My overall take is that it's a good concept that needs some serious tweaking.


----------



## OutOfManyOne

He should stick to selling his books and just because he teaches criminal law to recruits doesn't mean he is a policy expert. Leave it the way it is.


----------



## PearlOnyx

The unified curriculum works very well in Florida. After you complete your basic class, you get your agency specific training through your agency. It makes life a lot easier if you look to transfer down the road during your career. Under the current MA system, you can go to an academy 2 or 3 times during the course of your carreer. Never made much sense to me.


----------



## OutOfManyOne

Here is what is going to happen. MSP is starting the first MPOC at New Braintree soon, Chelsea has six signed up to go there. In short time, all training will go up there and MPTC might be out of business. MSP now refuses to train locals in different areas because of fear of LECs. Example is truck enforcement. MSP will not train you to be DOT,200 hr course, unless you are assigned full time to truck enforcement. No municipal PD does this now that i know of and he will not train any LEC PDs. Eventually MSP will stop training officers in other areas where only MSP will be available to serve those communities. Very smart strategic planning, however you can always get that training somewhere else, thus further alienating municipal PDs from state police. Bad move in the long run i think for MSP. My two cents.


----------



## alphadog1

Everybody should go through one academy so that the basic training is streamlined and consistent.
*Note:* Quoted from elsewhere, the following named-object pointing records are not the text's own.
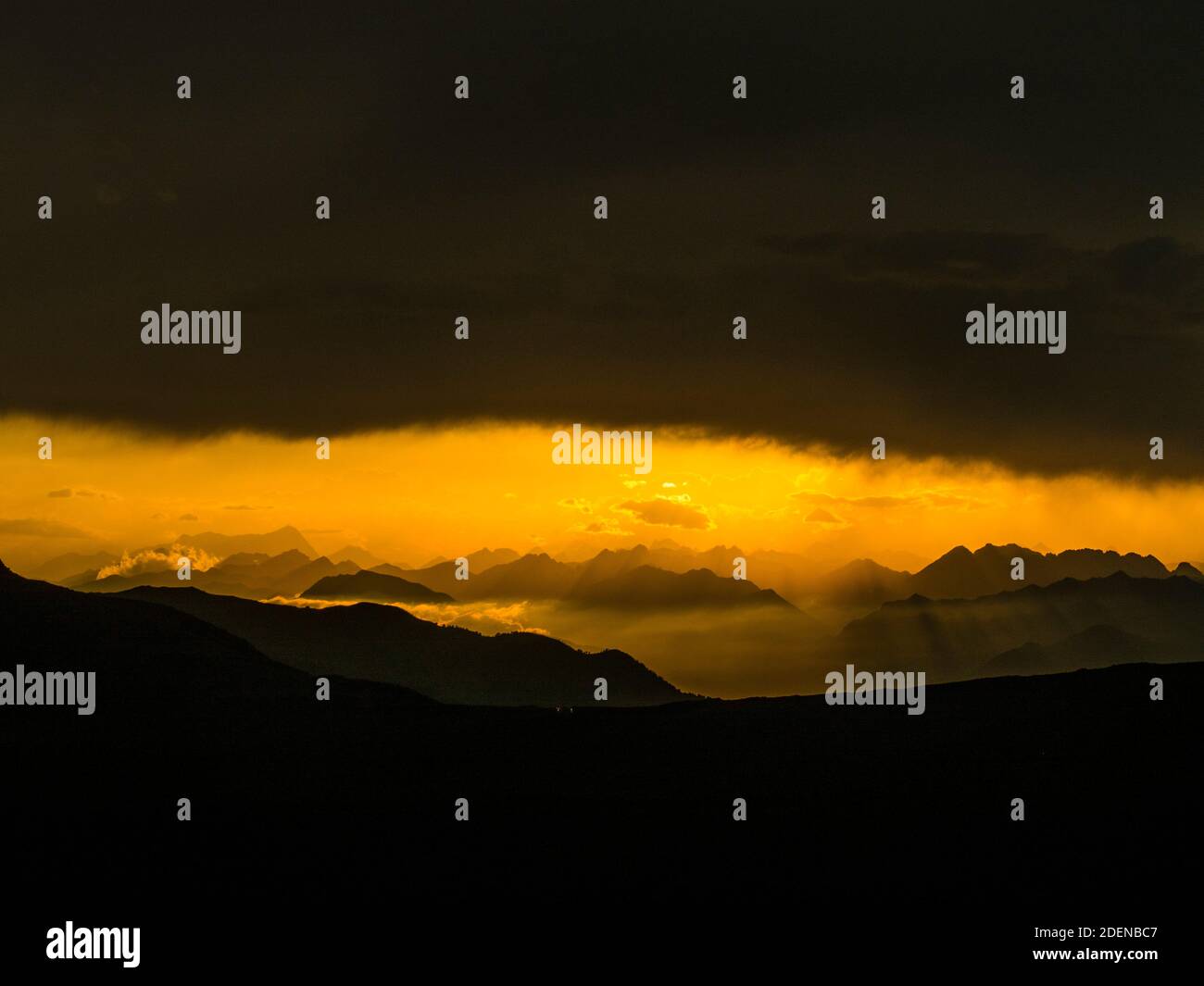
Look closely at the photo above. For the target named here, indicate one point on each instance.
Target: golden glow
(412, 493)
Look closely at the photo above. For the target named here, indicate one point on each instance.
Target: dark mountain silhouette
(156, 665)
(646, 588)
(956, 638)
(372, 586)
(1188, 571)
(383, 643)
(390, 569)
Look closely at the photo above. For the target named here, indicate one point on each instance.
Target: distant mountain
(272, 543)
(486, 557)
(615, 580)
(1097, 646)
(646, 588)
(962, 573)
(359, 555)
(390, 569)
(1147, 619)
(865, 583)
(71, 564)
(259, 569)
(284, 574)
(373, 586)
(384, 643)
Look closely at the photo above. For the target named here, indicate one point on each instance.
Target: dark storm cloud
(718, 208)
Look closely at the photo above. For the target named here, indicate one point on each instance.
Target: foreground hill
(384, 643)
(156, 666)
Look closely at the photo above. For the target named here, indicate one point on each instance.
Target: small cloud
(36, 528)
(819, 516)
(670, 513)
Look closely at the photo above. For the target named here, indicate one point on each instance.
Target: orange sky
(408, 495)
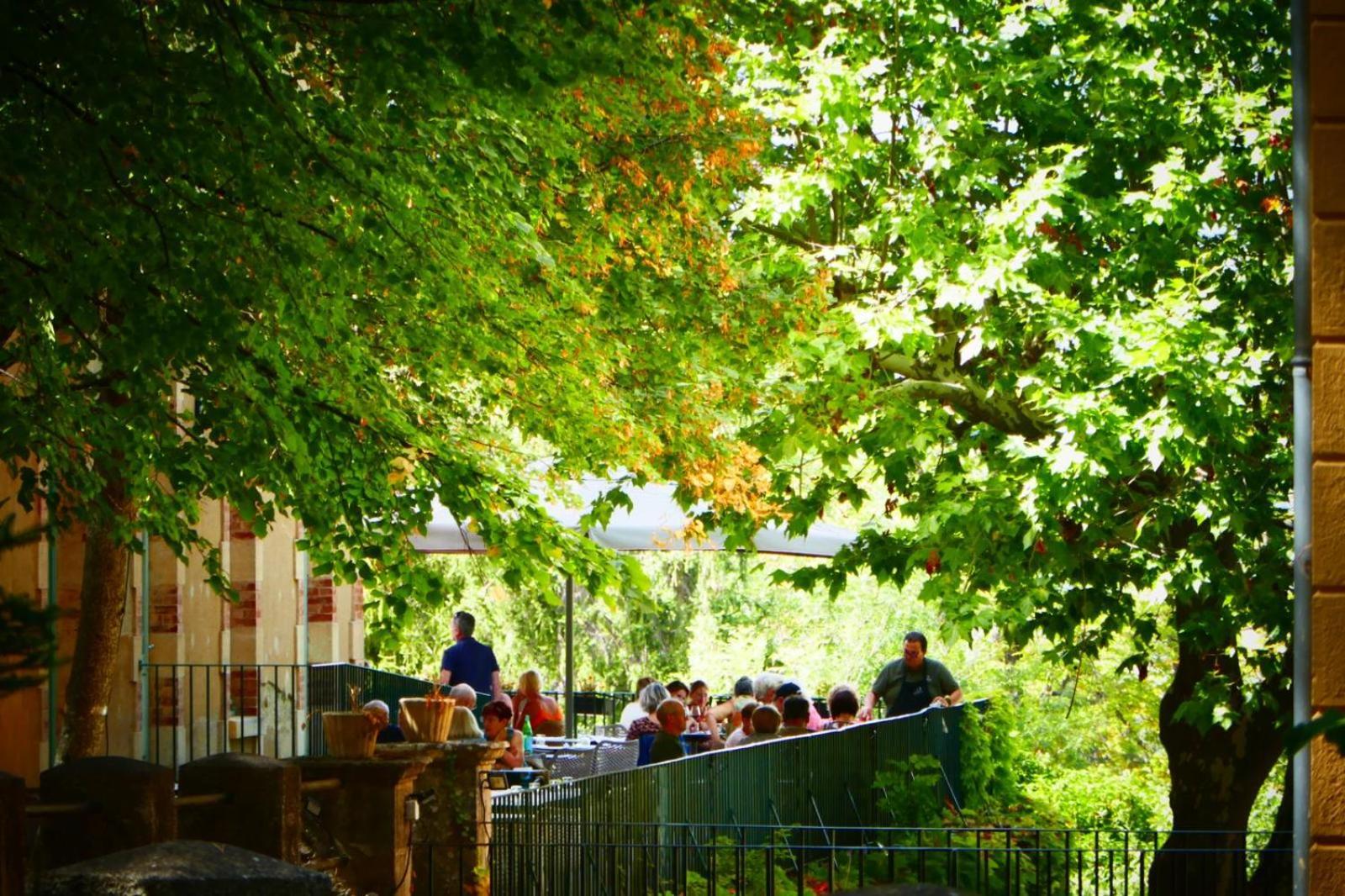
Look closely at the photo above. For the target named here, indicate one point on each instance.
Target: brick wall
(245, 613)
(244, 694)
(167, 709)
(322, 599)
(165, 609)
(1327, 89)
(239, 529)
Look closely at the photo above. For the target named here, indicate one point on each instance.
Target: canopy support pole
(571, 724)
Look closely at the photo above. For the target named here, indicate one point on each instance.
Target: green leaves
(342, 266)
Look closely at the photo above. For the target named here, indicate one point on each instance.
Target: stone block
(1328, 541)
(1327, 64)
(185, 868)
(131, 804)
(13, 799)
(1328, 172)
(451, 855)
(365, 815)
(1328, 279)
(262, 811)
(1327, 871)
(1328, 654)
(1328, 791)
(1329, 400)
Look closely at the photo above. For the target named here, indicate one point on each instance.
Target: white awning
(656, 522)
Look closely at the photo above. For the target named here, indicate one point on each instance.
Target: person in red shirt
(530, 703)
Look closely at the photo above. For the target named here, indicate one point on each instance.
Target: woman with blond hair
(463, 725)
(544, 712)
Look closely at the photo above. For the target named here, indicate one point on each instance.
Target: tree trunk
(1274, 873)
(1215, 779)
(101, 609)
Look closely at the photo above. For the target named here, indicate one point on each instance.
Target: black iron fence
(607, 857)
(822, 779)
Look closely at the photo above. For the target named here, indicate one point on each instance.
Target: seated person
(699, 701)
(744, 727)
(791, 688)
(544, 712)
(463, 696)
(795, 717)
(731, 709)
(766, 725)
(388, 734)
(667, 743)
(463, 725)
(652, 694)
(495, 719)
(844, 705)
(632, 709)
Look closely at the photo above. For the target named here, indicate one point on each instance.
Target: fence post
(13, 799)
(132, 804)
(262, 811)
(367, 817)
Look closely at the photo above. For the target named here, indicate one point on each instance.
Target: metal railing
(820, 779)
(584, 857)
(199, 709)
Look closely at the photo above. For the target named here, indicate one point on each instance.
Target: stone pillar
(365, 817)
(185, 868)
(132, 804)
(1327, 141)
(262, 810)
(451, 838)
(13, 799)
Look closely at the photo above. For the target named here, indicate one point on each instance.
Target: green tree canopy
(1056, 245)
(340, 260)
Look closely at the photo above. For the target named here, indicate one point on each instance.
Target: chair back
(616, 756)
(646, 747)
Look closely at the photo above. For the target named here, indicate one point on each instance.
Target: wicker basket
(350, 735)
(425, 721)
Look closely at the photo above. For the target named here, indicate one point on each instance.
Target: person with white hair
(388, 732)
(463, 725)
(651, 697)
(764, 687)
(463, 696)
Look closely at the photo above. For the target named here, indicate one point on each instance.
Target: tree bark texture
(1216, 777)
(101, 609)
(1274, 875)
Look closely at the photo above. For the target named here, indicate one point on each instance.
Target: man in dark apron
(912, 683)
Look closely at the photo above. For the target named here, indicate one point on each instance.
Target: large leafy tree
(1056, 245)
(340, 260)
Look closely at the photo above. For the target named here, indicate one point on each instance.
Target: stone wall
(188, 623)
(1327, 87)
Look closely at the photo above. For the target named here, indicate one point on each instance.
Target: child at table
(667, 743)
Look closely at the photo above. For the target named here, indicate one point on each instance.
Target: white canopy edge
(656, 522)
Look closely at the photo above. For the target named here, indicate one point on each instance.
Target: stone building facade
(219, 673)
(1327, 94)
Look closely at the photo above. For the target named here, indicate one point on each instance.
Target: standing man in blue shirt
(470, 662)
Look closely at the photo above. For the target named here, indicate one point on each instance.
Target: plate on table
(506, 777)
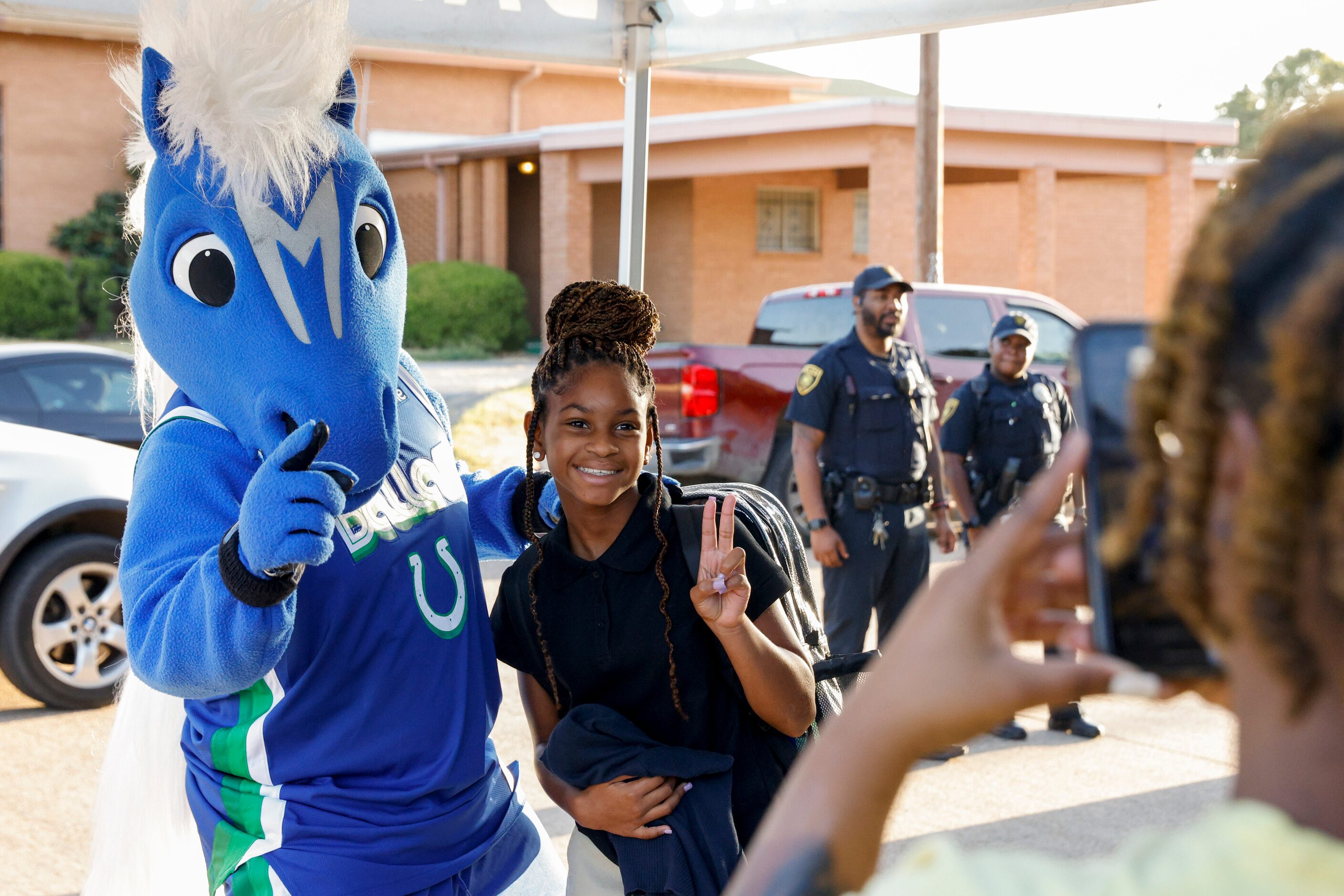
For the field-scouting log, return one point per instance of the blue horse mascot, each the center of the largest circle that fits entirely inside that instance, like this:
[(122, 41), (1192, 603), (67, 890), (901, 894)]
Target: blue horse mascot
[(302, 555)]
The police go to the police academy. The DOC/Sheriffs go to the corrections academy. Campus/Harbor Masters/Constables go to the SSPO.


----------



## OutOfManyOne

alphadog1 said:


> Everybody should go through one academy so that the basic training is streamlined and consistent. The police go to the police academy. The DOC/Sheriffs go to the corrections academy. Campus/Harbor Masters/Constables go to the SSPO.


 It will never happen in MA. You mean to tell me that once officers attend the new MSP MPOC they will no longer need to attend the RTT? I don't think so and let's not forget that the new recruits that go to MSP will have freedom after 1530 just like SSPOs so they can stay there or go to a hotel or home. And even if this happens, Lowell Academy,Worcester and MBTA will still have theirs.


----------



## Guest

OutOfManyOne said:


> You mean to tell me that once officers attend the new MSP MPOC they will no longer need to attend the RTT?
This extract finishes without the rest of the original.